Very often during our technical meetings in office, I have always been amazed at how each problem/solution evokes different responses from different people. While I have a very methodical approach to problems, and can chart out available aspects like jigsaw pieces and sew them together in my mind, another colleague of mine has an “attack” approach. He doesn’t try to spread out the existing information on the problem, but instead sees angles about it that the rest of us might not even have thought about, and attacks the problem by asking questions on those angles. And although some questions of his may not be relevant/may have an answer that a person like me can provide, there are always some questions of his which open up new dimensions that may not have been apparent till then. The approach he possesses is something which I can never gain completely, because it comes naturally to him, and is part of his own uniqueness. Similarly, I’ve often found that most people cannot chart out problems, and be able to visualize pieces of the puzzle falling together to form a solution as I can. And that is probably part of my uniqueness. Individually, my colleague and I contribute effectively to a team and are mutually exclusive, since neither can cultivate the other’s expertise.

It is important to know your area of expertise, know what your strengths are, and learn to polish and utilize them, to the best of one’s ability.

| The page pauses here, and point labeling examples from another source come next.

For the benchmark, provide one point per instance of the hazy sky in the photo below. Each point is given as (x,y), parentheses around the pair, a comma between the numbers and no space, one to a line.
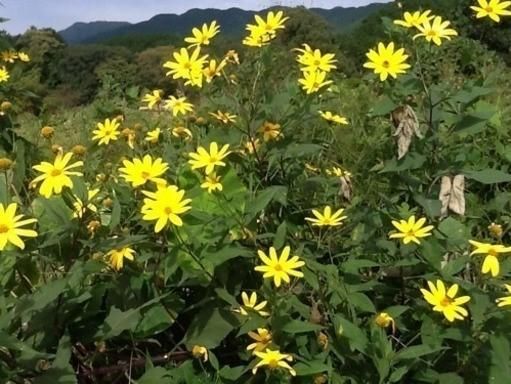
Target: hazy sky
(60,14)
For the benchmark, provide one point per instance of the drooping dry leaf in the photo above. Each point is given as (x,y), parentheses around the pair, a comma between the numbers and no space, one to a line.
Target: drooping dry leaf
(407,125)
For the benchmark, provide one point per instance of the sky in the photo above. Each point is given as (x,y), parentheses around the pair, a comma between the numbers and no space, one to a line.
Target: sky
(60,14)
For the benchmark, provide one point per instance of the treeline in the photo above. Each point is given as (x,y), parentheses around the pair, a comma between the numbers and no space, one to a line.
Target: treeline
(68,75)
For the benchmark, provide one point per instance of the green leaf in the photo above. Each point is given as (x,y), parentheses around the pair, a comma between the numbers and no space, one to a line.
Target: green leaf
(298,326)
(415,352)
(209,327)
(307,368)
(500,368)
(488,176)
(118,322)
(61,371)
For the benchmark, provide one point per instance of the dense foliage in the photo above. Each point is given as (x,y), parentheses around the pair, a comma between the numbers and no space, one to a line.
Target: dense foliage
(271,213)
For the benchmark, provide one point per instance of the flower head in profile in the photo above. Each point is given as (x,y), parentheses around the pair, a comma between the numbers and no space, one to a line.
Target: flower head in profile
(327,219)
(209,160)
(415,19)
(153,98)
(187,66)
(204,35)
(444,300)
(166,205)
(436,31)
(80,207)
(491,262)
(384,320)
(200,352)
(313,82)
(387,61)
(56,176)
(411,230)
(273,359)
(4,74)
(213,69)
(270,131)
(313,60)
(182,132)
(106,131)
(117,256)
(224,117)
(262,339)
(505,301)
(153,136)
(212,183)
(250,305)
(333,118)
(11,224)
(139,171)
(178,105)
(493,9)
(279,268)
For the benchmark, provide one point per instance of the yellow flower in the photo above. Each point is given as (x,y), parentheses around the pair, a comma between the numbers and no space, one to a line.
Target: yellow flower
(23,57)
(200,352)
(56,176)
(9,56)
(153,136)
(213,70)
(47,132)
(204,36)
(495,230)
(212,183)
(178,105)
(415,19)
(270,26)
(117,257)
(492,9)
(326,219)
(224,117)
(279,268)
(314,60)
(209,160)
(490,263)
(153,98)
(80,208)
(384,320)
(250,304)
(312,82)
(270,131)
(337,119)
(252,146)
(10,223)
(387,61)
(139,172)
(182,132)
(506,300)
(409,230)
(337,171)
(273,359)
(107,131)
(262,340)
(436,31)
(186,66)
(444,300)
(4,74)
(165,205)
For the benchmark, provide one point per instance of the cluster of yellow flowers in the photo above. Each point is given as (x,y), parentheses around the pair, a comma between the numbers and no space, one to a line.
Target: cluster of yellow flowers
(10,57)
(441,298)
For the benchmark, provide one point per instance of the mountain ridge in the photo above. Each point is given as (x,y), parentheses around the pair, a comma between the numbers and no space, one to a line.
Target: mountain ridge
(232,20)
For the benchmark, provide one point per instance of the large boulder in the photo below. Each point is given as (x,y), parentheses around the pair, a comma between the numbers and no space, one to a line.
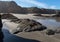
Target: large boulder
(27,25)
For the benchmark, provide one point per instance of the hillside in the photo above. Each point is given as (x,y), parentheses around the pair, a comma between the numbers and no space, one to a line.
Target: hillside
(12,7)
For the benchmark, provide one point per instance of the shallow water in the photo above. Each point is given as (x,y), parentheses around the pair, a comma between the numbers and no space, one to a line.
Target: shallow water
(49,22)
(8,37)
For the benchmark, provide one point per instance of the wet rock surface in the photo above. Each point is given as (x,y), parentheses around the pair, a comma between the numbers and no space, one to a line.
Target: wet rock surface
(28,25)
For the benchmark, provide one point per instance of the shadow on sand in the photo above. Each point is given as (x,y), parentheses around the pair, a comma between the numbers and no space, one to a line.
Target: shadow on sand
(8,37)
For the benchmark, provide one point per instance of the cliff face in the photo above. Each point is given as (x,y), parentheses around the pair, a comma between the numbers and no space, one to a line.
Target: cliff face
(12,7)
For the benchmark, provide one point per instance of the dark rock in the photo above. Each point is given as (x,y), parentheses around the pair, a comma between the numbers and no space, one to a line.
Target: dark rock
(50,32)
(27,25)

It is equally important to recognize someone else’s strengths, and encourage them to polish it for effective utilization within a team. I believe the first is for any team member, and the second for any manager.

When, within a team, each member contributes in the way he/she knows best as an individual, works well with peer strategies and learns to interpret/bring out creative ideas, and when the manager of the team knows how to moderate within the team, utilize each individual according to their uniqueness while contributing with his/her experience and ideas, we have the ideal team environment.

I’ve stressed this out as the “ideal” team environment because in the real-world, concepts of “ideal” and “perfect” are relative, and never completely achievable. However, I do believe they are not impossible and can be achieved to some extent of perfection.

Strategies implemented at the individual level, extend to a team, which then extends to groups of teams and finally extends out to the entire organization – this directly implies that implementing strategies on an individual level can be finally extended to become a process for an organization, and with established processes, you get repeated success. And with the right kind of management models, correct and repetitive efforts and the right influences, successful teams coming out with creative,innovative ideas, and effective solutions to most problems, is no longer a dream.

The bottomline however is the individual. We must remember to be identify and utilize our uniqueness to the best of our ability. This also means putting in the right amount of hard work and being dedicated enough to ensure that everything you do has your individual stamp on it. Shun mediocrity, and start evaluating your own contribution to each moment you live in this world – it vindicates our run for the known parameters of success (money, fame) and makes every reward well-deserved. And more than applause or materialistic rewards, I think creativity/uniqueness comes with its own kind of reward – self satisfaction. There’s never a bigger reward than the satisfaction in a job well done.